能登半島地震前の町並みや住民の記憶をジオラマに残す取り組みが珠洲市内で行われた。ジオラマを作ったのは建築を学ぶ学生たち。住民から思い出話を聞きながら”失われたふるさと”を再現させていく様子を取材した。
この記事の画像(12枚)用意されたのは全長5メートルの白いジオラマ
珠洲市の集会所に現れた全長5メートルのジオラマ。祭りには欠かせない巨大なキリコが保管されている倉庫や、港に浮かぶいくつもの漁船。地震で大きな被害を受けた珠洲市三崎町寺家の街並みを再現したものだ。「俺の家はこれ。一番先に色塗ってある」「これ港か?」ジオラマを囲んでこんな会話が聞こえてくる。
「記憶の街ワークショップ」と名付けられたこのイベント。神戸大学大学院の槻橋修教授が中心となり、全国で建築を学ぶ学生が東日本大震災の復興支援活動として始めたものだ。2011年からの10年間で60ヵ所以上でワークショップが行われ、被災した町並みをジオラマとして蘇らせてきた。
住民から話を聞き取りながら家や畑に色を塗る学生たち
能登半島地震の被災地ではこれが初めての開催。神戸大学や金沢大学、早稲田大学の学生たちが地元の人から話を聞き取りながら、家や畑に色を塗っていく。そして住民から聞いた思い出話を旗に書いて立てていく。町並みとともに記憶を残すのも、このワークショップの大きな目的だ。
学生が神社の周りに杉の木を立てていると、すかさず地元の男性から「ここにはアテの木もあった」と声が飛ぶ。アテとはヒノキアスナロの方言で、奥能登では身近な木だ。「アテの木ってヒノキみたいな木。こんな柱に使ったりするんや」集会所の柱をたたきながら男性は学生に教える。神社の周りの林には「アテ」と書かれた旗が立てられた。
ジオラマを前に話が弾む住民
このワークショップを企画した槻橋教授は「例えば漁の話とか畑の話とか、全部合わせてみると色とりどりな地域だったんだなと、地域の方自身も再発見できているのではないか」と話す。

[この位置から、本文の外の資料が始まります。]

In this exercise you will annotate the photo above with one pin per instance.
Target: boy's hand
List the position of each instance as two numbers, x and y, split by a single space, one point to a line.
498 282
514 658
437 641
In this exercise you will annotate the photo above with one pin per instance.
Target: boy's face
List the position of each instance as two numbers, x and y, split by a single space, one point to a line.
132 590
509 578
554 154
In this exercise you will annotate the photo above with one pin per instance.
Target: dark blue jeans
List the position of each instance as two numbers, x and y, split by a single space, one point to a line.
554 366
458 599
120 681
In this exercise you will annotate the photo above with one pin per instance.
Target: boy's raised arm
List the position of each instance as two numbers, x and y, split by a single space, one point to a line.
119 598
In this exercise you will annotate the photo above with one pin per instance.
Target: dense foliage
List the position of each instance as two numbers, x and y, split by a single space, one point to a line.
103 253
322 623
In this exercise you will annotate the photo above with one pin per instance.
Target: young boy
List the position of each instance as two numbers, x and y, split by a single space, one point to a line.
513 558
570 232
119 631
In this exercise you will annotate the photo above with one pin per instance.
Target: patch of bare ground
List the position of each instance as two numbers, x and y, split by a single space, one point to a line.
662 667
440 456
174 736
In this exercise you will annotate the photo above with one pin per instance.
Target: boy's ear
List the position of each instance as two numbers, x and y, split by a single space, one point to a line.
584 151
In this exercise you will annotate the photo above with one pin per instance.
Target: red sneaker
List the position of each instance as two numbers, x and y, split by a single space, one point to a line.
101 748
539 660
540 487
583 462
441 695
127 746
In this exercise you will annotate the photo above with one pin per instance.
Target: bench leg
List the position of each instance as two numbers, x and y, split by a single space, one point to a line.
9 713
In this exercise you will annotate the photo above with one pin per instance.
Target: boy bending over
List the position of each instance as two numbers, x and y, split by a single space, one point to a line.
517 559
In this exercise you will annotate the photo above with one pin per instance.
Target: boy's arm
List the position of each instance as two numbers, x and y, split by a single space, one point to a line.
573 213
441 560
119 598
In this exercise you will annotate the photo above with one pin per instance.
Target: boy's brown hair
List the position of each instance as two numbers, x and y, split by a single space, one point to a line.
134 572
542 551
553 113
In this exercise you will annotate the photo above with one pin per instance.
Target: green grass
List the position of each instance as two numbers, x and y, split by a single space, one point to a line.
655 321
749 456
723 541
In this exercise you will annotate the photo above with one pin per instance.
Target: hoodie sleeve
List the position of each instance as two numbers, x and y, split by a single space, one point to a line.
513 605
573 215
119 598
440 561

「これ小学校で、これ川やね。これ須須神社ね。キリコが4つ立っているやろ、ここに鳥居がある」指示棒を指しながらジオラマの街を案内し始めたのは区長の舟木茂則さん。細かく再現された町並みを前に住民の会話も弾む。「これわたしの畑や」「大根かなんか作っとる?」「うん、大根やと」丹精して育てた野菜畑もしっかり再現されていた。
「これを見に来たらおうちがあるから」完成したジオラマのふるさと
住民の声に耳を傾けながら学生たちが7日間かけて色を付けたジオラマ。最終日にはふるさとの記憶が記された旗が街いっぱいに立てられた。完成した”ふるさと”を前に涙ぐむ女性も。女性に学生が話しかける。「家は無くなっちゃうけど模型はずっと残っているから、これを見に来たら自分のおうちがあるからいつでも見に来てください」
地震や津波で失われたふるさとの景色。ジオラマをきっかけに住民たちは思いを馳せていた。区長の舟木さんは学生とのジオラマ作りを通して思い出を語る住民の姿を見て「やってよかった」と感じたという。ジオラマは今後、珠洲市内の施設に展示される予定だという。